Creating a Custom Feature Group
AI-Friendly Design: Feature groups are small, template-like structures - easy to test, easy to debug, and easy for AI to generate. The declarative pattern makes them ideal for AI-assisted development.
In this example, we'll create a custom feature group that multiplies the results of each feature by 2. We'll implement a new feature group and then use it within mloda.
1. Import the Required Modules and Set File References
Start by importing the necessary modules to define the custom feature group and perform calculations:
import pyarrow.compute as pc
import pyarrow as pa
from mloda.provider import FeatureGroup
from mloda.user import DataAccessCollection
file_path = "tests/test_plugins/feature_group/src/dataset/creditcard_2023_short.csv"
data_access_collection = DataAccessCollection(files={file_path})
feature_list = ["id","V1","V2","V3"]
example_feature_list = [f"Example_{f}" for f in feature_list]
2. Define the Feature Group
The custom feature group, Example, operates on a set of input features. It depends on the root features (e.g., "id", "V1", etc.) and renames them with the prefix "Example_".
The calculation logic for multiplying each feature by 2 is implemented in the calculate_feature function.
class Example(FeatureGroup):
def input_features(self, _, feature_name):
return {feature_name.name.split("_")[1]}
@classmethod
def calculate_feature(cls, data, _):
multiplied_columns = [pc.multiply(data[column], 2) for column in data.column_names]
col_names = [f"{cls.get_class_name()}_{col_names}" for col_names in data.column_names]
multiplied_table = pa.table(multiplied_columns, names=col_names)
return multiplied_table
3. Execute the Request Using the New Feature Group
To use the newly defined feature group, simply add the "Example_" prefix to each feature name. mloda will automatically resolve the dependency between the CsvReader and the Example feature group.
from mloda.user import mloda
result = mloda.run_all(
example_feature_list,
compute_frameworks=["PyArrowTable"],
data_access_collection=data_access_collection
)
result[0]
Expected output:
pyarrow.Table
Example_V28: double
Example_id: int64
...
Example_V28: [[-0.26000604758867731,-0.26311827417649086,-0....]]
Example_id: [[0,2,4,...]]
....
4. Summary
In this example, we implemented a custom feature group, Example, that multiplies each feature value by 2. By defining a straightforward input_features method and a calculate_feature method, we were able to extend mloda's feature engineering capabilities with custom transformations. We then executed the request by simply modifying the feature names with a prefix ("Example_"), allowing mloda to handle dependencies and computations automatically.
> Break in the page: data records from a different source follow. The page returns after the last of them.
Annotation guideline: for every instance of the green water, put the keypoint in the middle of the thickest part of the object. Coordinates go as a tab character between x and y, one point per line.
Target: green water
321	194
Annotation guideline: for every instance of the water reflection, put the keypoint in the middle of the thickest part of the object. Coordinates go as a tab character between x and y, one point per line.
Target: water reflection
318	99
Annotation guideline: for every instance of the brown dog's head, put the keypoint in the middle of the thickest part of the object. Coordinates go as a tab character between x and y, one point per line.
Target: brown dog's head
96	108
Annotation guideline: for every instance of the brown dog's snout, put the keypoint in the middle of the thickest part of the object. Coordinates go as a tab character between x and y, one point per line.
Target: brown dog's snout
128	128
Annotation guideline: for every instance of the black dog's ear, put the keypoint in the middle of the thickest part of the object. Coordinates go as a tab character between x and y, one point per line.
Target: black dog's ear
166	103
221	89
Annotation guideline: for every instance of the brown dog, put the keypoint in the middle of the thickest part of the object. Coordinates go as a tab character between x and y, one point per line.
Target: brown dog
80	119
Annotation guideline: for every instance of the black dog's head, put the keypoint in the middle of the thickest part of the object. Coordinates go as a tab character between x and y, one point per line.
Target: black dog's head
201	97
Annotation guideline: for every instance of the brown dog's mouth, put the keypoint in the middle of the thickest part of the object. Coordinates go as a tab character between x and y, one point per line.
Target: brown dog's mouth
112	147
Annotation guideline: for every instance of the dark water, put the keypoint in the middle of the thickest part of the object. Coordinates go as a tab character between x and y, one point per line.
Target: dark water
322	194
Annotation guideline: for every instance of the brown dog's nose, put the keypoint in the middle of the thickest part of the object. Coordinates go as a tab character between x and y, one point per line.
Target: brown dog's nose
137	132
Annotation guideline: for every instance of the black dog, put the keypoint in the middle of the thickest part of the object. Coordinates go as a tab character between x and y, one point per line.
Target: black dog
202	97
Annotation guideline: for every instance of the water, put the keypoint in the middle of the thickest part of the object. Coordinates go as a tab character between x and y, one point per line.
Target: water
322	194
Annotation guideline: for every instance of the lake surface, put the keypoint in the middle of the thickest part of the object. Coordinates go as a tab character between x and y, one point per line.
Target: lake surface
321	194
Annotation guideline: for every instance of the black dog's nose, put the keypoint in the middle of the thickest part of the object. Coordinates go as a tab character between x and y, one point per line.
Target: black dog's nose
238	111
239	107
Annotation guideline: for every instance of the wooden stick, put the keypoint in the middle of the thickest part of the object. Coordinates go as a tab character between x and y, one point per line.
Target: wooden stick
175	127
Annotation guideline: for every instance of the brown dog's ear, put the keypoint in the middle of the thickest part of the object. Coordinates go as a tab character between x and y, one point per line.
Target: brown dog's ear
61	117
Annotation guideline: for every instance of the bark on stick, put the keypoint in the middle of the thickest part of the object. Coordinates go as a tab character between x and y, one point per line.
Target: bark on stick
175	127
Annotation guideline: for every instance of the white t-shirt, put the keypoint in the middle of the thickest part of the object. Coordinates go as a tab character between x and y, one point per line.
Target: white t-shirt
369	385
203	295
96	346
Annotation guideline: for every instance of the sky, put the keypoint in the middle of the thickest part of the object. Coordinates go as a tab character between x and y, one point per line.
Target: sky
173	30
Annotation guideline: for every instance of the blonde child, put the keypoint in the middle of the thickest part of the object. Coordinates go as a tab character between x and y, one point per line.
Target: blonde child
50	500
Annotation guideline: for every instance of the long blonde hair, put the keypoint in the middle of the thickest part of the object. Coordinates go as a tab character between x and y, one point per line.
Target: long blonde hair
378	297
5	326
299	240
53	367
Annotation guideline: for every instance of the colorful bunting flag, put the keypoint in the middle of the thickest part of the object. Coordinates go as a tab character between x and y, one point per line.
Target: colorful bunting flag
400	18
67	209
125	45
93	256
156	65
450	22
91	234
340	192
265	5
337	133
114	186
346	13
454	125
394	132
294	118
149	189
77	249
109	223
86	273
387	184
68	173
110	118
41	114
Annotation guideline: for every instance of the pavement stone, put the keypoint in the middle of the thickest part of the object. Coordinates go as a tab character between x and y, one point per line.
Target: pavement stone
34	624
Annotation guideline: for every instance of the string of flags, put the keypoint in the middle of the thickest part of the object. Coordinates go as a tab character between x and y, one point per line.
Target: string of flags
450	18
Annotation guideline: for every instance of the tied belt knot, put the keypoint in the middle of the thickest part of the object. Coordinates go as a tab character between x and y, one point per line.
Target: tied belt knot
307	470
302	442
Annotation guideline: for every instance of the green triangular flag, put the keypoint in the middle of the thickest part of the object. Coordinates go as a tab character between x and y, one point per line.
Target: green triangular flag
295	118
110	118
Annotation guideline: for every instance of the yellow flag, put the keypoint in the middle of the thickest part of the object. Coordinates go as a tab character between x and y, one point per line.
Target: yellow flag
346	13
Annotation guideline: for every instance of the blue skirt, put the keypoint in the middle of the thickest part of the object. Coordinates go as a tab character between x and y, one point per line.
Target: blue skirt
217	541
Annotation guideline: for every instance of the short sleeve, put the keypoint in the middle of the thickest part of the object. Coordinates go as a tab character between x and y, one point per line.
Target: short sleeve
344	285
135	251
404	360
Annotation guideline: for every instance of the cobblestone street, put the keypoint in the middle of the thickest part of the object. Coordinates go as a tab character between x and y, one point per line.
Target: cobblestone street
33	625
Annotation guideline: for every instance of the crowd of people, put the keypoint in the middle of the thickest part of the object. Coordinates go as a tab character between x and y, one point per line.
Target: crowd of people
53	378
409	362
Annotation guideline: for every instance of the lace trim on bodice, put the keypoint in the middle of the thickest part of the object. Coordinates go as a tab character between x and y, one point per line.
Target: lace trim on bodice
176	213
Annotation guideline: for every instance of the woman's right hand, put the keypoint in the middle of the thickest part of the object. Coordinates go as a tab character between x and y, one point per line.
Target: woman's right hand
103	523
5. Advanced Feature Group Topics
For more in-depth information about feature groups, check out these advanced topics:
- Feature Chain Parser - How feature groups work with chained feature names
- Feature Group Matching - How the system determines which feature group handles a feature
- Feature Group Testing - Best practices for testing feature groups
- Feature Group Versioning - How versioning works in feature groups
- Compute Framework Integration - How feature groups integrate with compute frameworks
- Multiple Result Columns - Working with multi-column features using automatic discovery utilities
- Data Type Enforcement - Runtime validation of declared feature data types
6. Discovering Feature Groups
To list all available feature groups and their documentation, use the get_feature_group_docs() function from mloda.steward.